As individuals we tend to create expectations and sometimes things don’t work as we thought – and here I am, thinking about the trip to Formentera that we planned months ago but we had to cancel! Or I can imagine a parent thinking why does my child cries so much every night and I can’t sleep? I learned 3 words that help me go through any difficulty: presence, understanding and acceptance.
“Presence; it means being there with no judgments – being completely on that present moment. Understanding, will allow us being authentic when serenity and kindness fail. Acceptance is the attitude of those who acknowledge that things are what they are, without wanting to change them.”
Breathing comes naturally in us, we “hold hands” since the very beginning… and it will be there through our whole life. It is beautiful to feel it and it will connect us with the here and now.
Eline encourages us and our children to find a moment every day to be a bit more conscious about our inhalations and exhalations. We can find a quiet place in our house, for us and our children, where nobody will bother us and we will just breathe in and out a few times, connecting with the breathing.
We can talk about the breathing any time, for example when children are about to go to sleep or maybe after listening to a story or also after doing a physical activity, “I can see you are breathing really quick, can you feel it?”
The author of the book suggests the game of the frog and she says “the frog is a curious animal. He can jump so many times and he can also be very quiet. The frog knows what’s going on around him but he won’t always react. He breathes and stays still… therefore the frog doesn’t get tired. (…) His stomach inflates and deflates; it comes and it goes.”

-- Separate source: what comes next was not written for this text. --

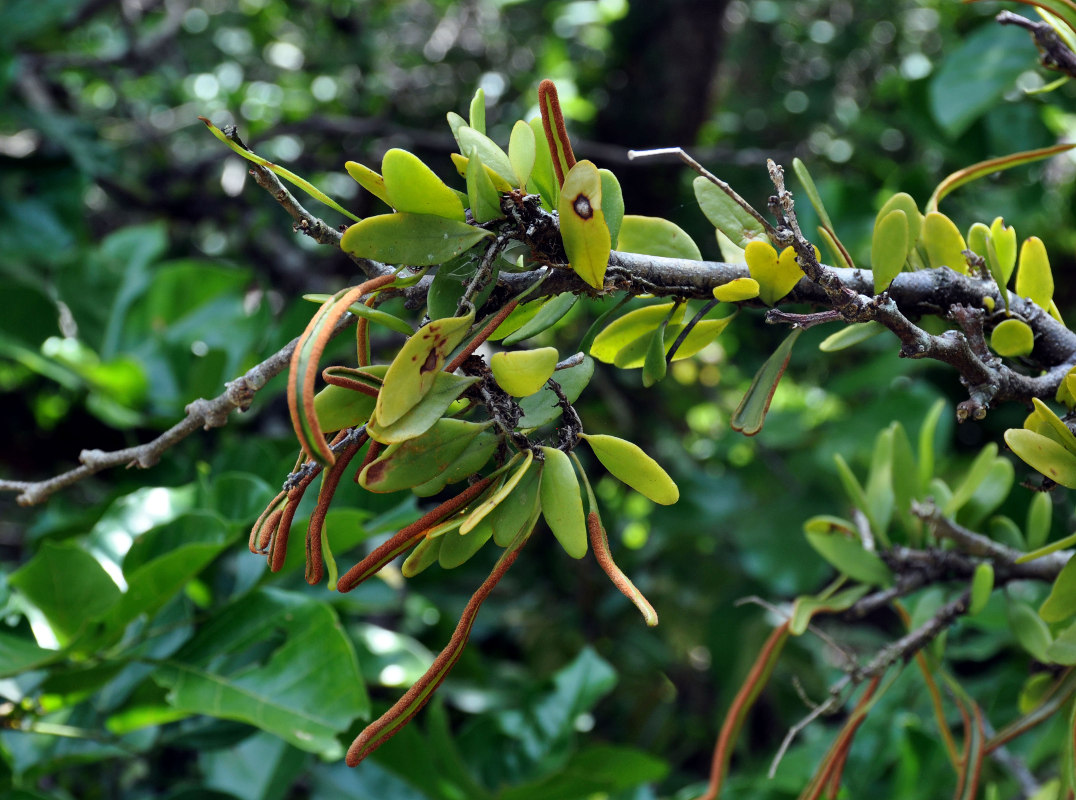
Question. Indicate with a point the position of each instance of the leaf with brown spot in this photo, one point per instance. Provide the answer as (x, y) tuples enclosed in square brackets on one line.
[(414, 369)]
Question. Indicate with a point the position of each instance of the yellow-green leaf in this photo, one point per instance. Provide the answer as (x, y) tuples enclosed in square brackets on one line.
[(1044, 454), (625, 330), (522, 151), (368, 180), (522, 373), (419, 240), (1013, 338), (492, 155), (582, 223), (482, 196), (562, 503), (654, 236), (736, 290), (612, 205), (944, 242), (415, 367), (627, 462), (1033, 277), (775, 275), (727, 215), (889, 248), (415, 188)]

The perception of the Senses
The sight, the hearing, the taste, the smell and the touch can also help us connecting with the present.
“Perceive with curiosity, without thinking or judging immediately, being open minded… is the way children learn and understand”, says the author.
There is an exercise that can help us be more aware of the environment and we can start doing it when we wake up in the morning. The exercise is about being conscious of every little body movement: which arm do we incorporate first to get up? How do the bedsheets feel on our skin, are they soft and warm? What leg do we stretch first? Is the floor cold or we placed our foot on a rug? The exercise can be as long as you want!
Through the sight we can also connect with the environment: it’s all about observing without judging, without making any comments. Eline proposes a game that you can play with children able to use more vocabulary. On the way to school you will ask the child to observe and then retain in his or her mind five real things, for instance a cat, a car, a house, a traffic light and a bird. Later on, the child will be asked for those 5 things plus how do they look like? This is a way that children can train themselves to see things in different ways without thinking whether is beautiful or not, and be aware of the reality.
The hearing. It is very nice to listen to each other, but it’s even better when we listen without judgment. An activity can also be listening for a few minutes the sounds we can hear in the environment not tagging any sound, just paying attention to the sound.
The taste. Eating carefully and consciously is also a great activity! Eline encourages you families, to have lunch all together in silence. You won’t say if it’s good or not, you will just enjoy every bite, feeling the texture and the taste!
I am sure we can all try to find our inner child, connecting with ourselves and our children a bit more and above all: try to find the positive!